Oganes Arutunyan

Personal information
- Born: 15 October 1960 (age 65) Talin, Armenia
- Weight: 57 kg (126 lb)

Sport
- Sport: Wrestling
- Event: Greco-Roman
- Coached by: Yuri Karapetyan Alexander Sheleg

Medal record
Men's Greco-Roman wrestling
Representing the Soviet Union
World Championships
| Silver medal – second place | 1985 Kolbotn | 57 kg |
European Championships
| Gold medal – first place | 1985 Leipzig | 57 kg |

= Oganes Arutunyan =

Armenian wrestler (born 1960)

Oganes Arutunyan (Հովհաննես Հարությունյան, born 15 October 1960) is a former Soviet Armenian Greco-Roman wrestler and current coach. He won a gold medal at the 1985 European Wrestling Championships and silver medal at the 1985 World Wrestling Championships at 57 kg.

==Biography==
Arutunyan was born on 15 October 1960 in Talin, Armenia. His family moved to Gyumri in 1966, where he began studying Greco-Roman wrestling in 1972 under the coaching of Yuri Karapetyan. In 1977, he became the USSR Champion as a junior.

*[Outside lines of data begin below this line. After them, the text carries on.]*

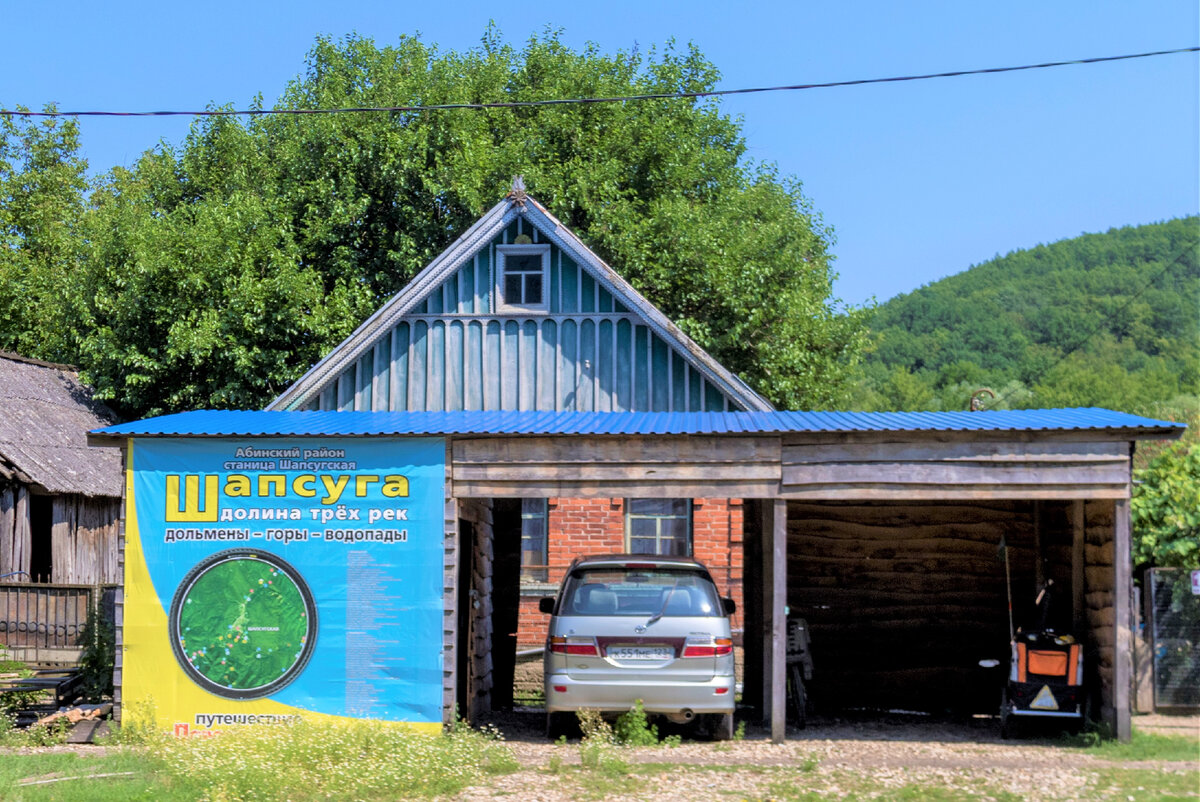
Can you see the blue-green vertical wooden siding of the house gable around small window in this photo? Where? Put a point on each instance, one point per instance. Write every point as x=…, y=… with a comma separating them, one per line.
x=589, y=352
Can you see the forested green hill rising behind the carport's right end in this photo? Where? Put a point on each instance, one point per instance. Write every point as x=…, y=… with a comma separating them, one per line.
x=1102, y=320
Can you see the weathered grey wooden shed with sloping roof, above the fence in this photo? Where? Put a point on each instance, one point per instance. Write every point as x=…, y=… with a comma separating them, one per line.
x=59, y=500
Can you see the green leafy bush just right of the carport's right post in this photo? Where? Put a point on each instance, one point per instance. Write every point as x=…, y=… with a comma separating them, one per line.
x=1166, y=510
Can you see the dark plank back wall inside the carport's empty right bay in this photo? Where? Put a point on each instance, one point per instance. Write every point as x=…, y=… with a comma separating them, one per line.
x=903, y=600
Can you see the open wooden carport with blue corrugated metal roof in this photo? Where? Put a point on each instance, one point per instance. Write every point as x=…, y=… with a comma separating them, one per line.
x=890, y=516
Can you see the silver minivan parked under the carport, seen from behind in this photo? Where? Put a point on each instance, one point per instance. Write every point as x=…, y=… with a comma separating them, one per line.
x=629, y=627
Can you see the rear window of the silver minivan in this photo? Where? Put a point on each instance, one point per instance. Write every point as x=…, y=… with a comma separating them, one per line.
x=640, y=592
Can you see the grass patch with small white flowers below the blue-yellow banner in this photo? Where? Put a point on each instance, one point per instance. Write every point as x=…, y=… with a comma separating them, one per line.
x=307, y=762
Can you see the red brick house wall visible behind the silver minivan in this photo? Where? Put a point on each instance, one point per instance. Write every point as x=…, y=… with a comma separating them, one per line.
x=593, y=526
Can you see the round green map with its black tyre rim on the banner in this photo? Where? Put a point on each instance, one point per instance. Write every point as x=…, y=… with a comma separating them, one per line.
x=243, y=624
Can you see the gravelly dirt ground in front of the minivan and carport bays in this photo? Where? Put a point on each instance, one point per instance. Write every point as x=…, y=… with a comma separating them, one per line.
x=847, y=756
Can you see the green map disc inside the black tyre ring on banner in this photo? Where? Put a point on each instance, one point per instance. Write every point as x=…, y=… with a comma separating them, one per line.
x=243, y=624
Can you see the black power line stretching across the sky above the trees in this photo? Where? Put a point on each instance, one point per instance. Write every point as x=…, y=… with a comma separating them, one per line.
x=620, y=99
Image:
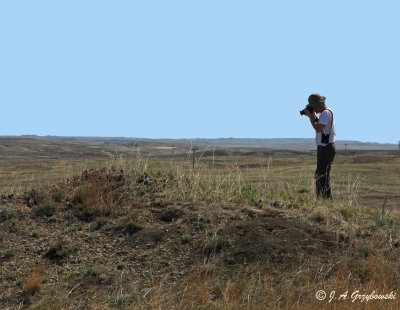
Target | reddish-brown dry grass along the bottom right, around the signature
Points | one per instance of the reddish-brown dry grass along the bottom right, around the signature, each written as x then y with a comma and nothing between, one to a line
266,287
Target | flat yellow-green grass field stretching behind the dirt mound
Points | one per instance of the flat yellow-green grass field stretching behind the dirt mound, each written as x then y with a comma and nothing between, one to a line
365,178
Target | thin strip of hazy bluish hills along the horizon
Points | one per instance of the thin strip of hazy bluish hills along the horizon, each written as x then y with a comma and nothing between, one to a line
245,143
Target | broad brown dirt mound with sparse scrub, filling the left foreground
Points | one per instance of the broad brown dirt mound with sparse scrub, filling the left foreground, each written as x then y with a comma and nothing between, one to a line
141,238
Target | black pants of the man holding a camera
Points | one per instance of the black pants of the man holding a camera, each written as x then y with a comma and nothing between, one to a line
325,156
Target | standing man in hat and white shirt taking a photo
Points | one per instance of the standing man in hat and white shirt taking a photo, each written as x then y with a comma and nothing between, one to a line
325,140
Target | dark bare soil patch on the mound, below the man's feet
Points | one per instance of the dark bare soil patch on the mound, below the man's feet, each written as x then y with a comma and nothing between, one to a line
269,236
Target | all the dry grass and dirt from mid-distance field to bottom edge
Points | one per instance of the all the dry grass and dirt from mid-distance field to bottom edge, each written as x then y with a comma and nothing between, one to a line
237,233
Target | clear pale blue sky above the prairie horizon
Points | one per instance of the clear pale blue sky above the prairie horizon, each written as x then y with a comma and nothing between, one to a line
198,69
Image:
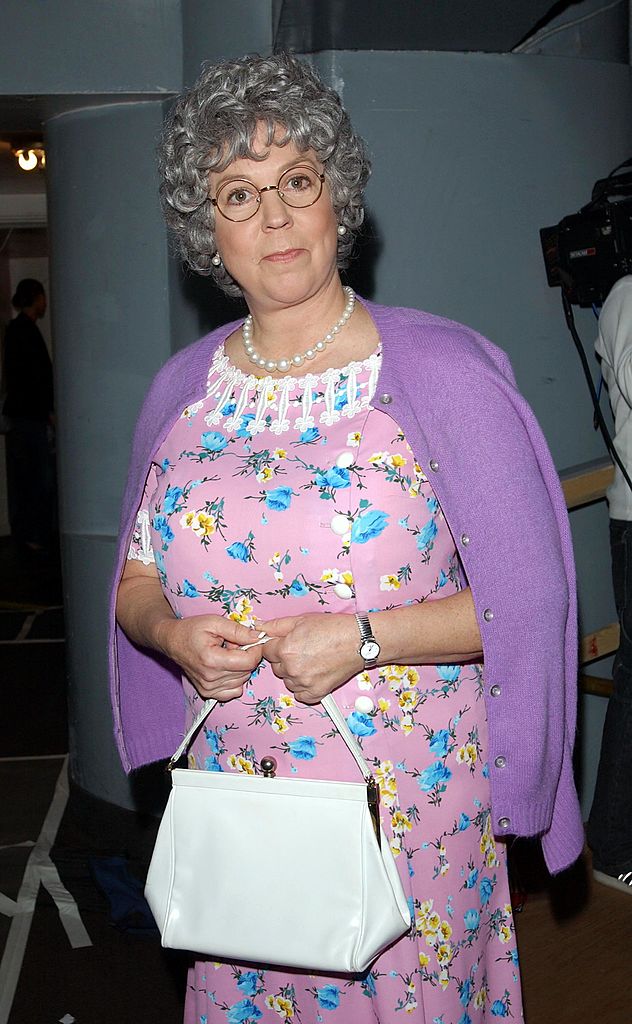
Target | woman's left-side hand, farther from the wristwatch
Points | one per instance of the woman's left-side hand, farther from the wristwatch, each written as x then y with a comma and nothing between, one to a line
198,645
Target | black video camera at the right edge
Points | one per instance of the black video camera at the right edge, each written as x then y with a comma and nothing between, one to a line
588,251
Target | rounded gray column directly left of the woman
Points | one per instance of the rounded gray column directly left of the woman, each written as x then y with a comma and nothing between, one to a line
110,297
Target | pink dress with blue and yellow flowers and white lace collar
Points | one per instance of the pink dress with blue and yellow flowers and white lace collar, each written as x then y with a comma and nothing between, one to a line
277,498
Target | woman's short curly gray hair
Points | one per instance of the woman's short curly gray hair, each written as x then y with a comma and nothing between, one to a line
216,123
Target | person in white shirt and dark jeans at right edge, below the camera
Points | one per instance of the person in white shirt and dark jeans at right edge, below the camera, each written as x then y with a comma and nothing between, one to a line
610,825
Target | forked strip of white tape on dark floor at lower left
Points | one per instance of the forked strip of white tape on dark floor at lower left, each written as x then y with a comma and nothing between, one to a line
40,871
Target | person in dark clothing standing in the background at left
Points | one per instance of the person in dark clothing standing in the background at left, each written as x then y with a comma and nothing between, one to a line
29,412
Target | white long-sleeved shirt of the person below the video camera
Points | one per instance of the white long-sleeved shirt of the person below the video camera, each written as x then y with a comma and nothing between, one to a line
614,345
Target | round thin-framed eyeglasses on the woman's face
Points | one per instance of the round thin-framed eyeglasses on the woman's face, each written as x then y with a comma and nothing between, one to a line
239,199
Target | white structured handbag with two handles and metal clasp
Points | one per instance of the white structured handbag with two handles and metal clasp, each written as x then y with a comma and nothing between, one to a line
287,872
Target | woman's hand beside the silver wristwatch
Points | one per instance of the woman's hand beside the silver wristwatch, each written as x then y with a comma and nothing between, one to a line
314,654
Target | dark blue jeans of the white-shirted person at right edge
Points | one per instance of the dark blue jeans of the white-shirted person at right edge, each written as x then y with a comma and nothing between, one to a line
610,825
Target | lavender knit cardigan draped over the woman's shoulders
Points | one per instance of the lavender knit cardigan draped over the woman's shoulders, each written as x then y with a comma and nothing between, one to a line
454,395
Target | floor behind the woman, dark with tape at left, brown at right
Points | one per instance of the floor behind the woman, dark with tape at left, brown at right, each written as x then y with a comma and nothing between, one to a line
75,944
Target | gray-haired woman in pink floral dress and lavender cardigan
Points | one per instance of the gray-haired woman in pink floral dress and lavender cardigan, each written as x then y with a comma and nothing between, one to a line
366,486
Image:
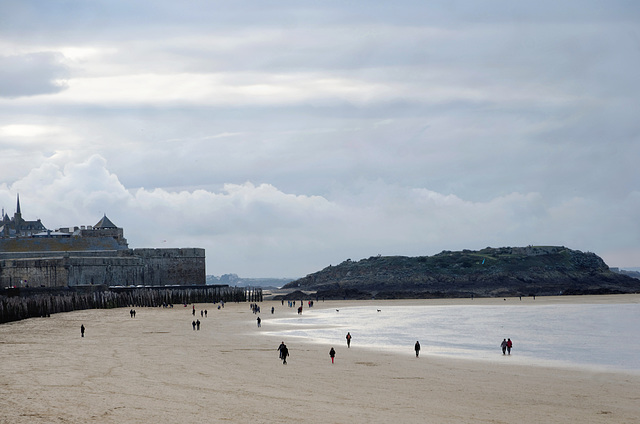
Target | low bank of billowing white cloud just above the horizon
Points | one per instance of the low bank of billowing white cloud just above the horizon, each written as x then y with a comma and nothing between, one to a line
261,230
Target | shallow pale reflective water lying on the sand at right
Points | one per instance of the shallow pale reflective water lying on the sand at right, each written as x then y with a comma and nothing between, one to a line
585,335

In 1978, Arutunyan entered the Belarusian State University of Physical Training and moved to Minsk, where he continued to train under honored coach of the USSR Alexander Sheleg. He won the USSR Championship in 1984 and 1985. Arutunyan won the gold medal at the 1985 European Wrestling Championships in Leipzig and the silver medal at the 1985 World Wrestling Championships in Kolbotn. In 1989, he completed his career.

Later he participated in the veterans tournament and as a coach worked on a master's degree at the College of Sports and Olympic Games preparations. Since 2007, he works as a coach on physical training for FC Dinamo Minsk.